W ostatni weekend oczy wielu polskich kibiców skierowane były na Monachium. Wszystko za sprawą Roberta Lewandowskiego i jego szansy na pobicie rekordu Gerda Muellera. W niezwykle emocjonującym spotkaniu napastnik „Bawarczyków” ostatecznie trafił do siatki. W trakcie meczu było bardzo gorąco. Zarówno na boisku, jak i poza nim.
Mowa oczywiście o mediach społecznościowych, w których trwała burzliwa dyskusja na temat rywalizacji Roberta Lewandowskiego z Rafałem Gikiewiczem. Bramkarz Augsburga kilkukrotnie powstrzymał snajpera Bayernu. Taki obrót spraw nie podobał się wielu kibicom. Niektórzy z nich zaczęli wylewać swoją złość w stronę Gikiewicza.
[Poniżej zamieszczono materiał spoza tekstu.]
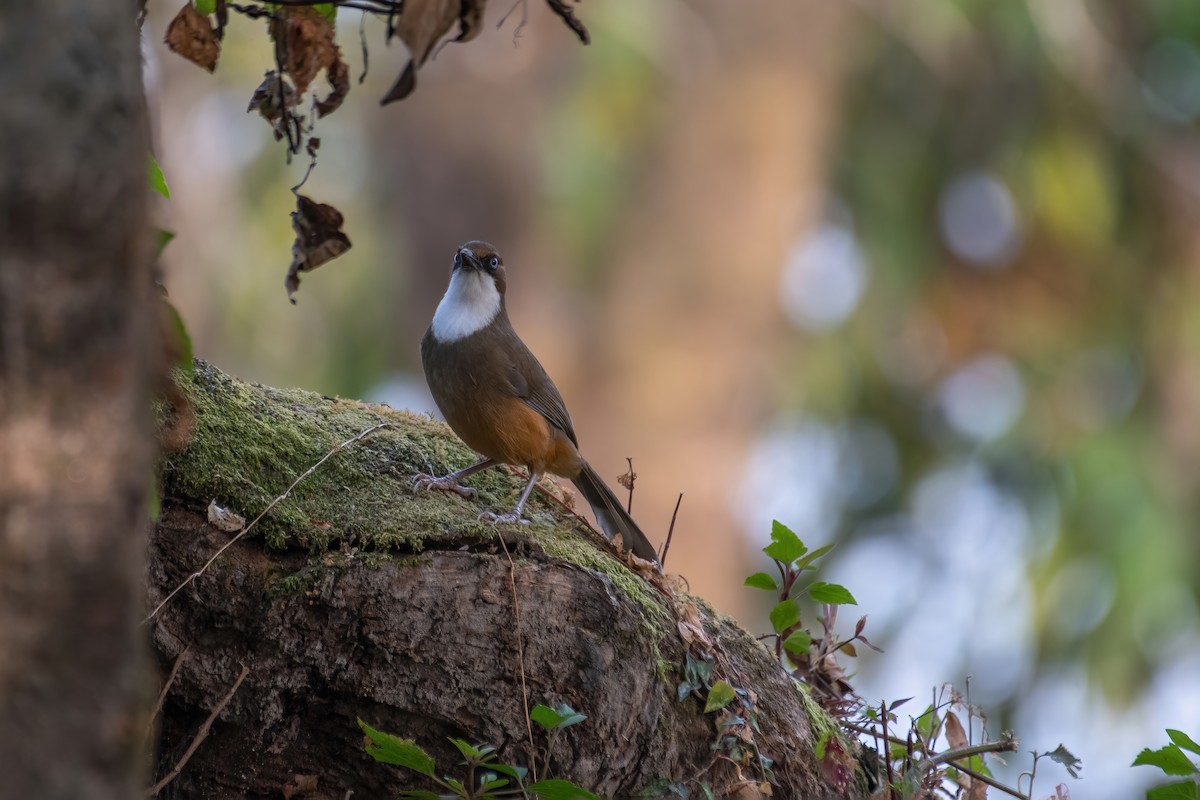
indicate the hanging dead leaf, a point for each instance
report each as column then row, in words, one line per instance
column 471, row 19
column 274, row 100
column 319, row 239
column 304, row 43
column 190, row 34
column 420, row 24
column 955, row 735
column 339, row 76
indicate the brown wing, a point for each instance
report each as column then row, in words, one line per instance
column 529, row 382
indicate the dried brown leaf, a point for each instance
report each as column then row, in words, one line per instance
column 304, row 41
column 190, row 34
column 627, row 479
column 339, row 76
column 471, row 19
column 319, row 239
column 955, row 735
column 420, row 24
column 270, row 100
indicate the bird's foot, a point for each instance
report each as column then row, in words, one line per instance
column 423, row 482
column 510, row 518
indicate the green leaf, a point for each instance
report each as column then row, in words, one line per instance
column 927, row 723
column 1170, row 759
column 822, row 743
column 515, row 773
column 564, row 716
column 1181, row 791
column 785, row 546
column 154, row 174
column 1183, row 740
column 468, row 751
column 762, row 581
column 832, row 593
column 545, row 716
column 154, row 500
column 785, row 615
column 570, row 716
column 798, row 642
column 720, row 696
column 807, row 561
column 161, row 239
column 184, row 342
column 1060, row 755
column 556, row 788
column 393, row 750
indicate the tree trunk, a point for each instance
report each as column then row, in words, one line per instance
column 403, row 611
column 76, row 452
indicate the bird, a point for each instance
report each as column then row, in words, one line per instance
column 497, row 397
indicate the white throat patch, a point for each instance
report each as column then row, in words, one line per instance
column 471, row 302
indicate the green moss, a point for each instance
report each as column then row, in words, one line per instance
column 293, row 584
column 821, row 722
column 252, row 441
— Rafał Gikiewicz (@gikiewicz33) May 22, 2021
Sam Gikiewicz udostępnił kilka wiadomości, jakie otrzymał na przestrzeni zaledwie kilku godzin. Golkiper Augsburga wrzucał screeny na swoje Instastory.
Chciałeś być śmieszny ?
— Rafał Gikiewicz (@gikiewicz33) May 23, 2021
Wywiązało się także kilka ciekawych dyskusji czy starć. Wiadomo, że niektóre posty czy wiadomości zostały napisane w celach humorystycznych, ale pojawiły się przypadki, gdzie pewna granica została po prostu naruszona.
Lepiej późno niż wcale pic.twitter.com/ooOCwu8CWg
— Rafał Gikiewicz (@gikiewicz33) May 23, 2021
Najważniejsze jednak jest to, iż niektórzy zdali sobie sprawę, że po prostu postąpili niewłaściwie.
Absurdalne pytanie na konferencji
Reprezentacja Polski rozpoczęła zgrupowanie przed Euro 2020. W poniedziałek miała miejsce konferencja prasowa, w której wziął udział Robert Lewandowski. Spotkanie kapitana naszej kadry z mediami było szczególne, gdyż jak wiadomo, Lewandowski w weekend pobił rekord Gerda Muellera.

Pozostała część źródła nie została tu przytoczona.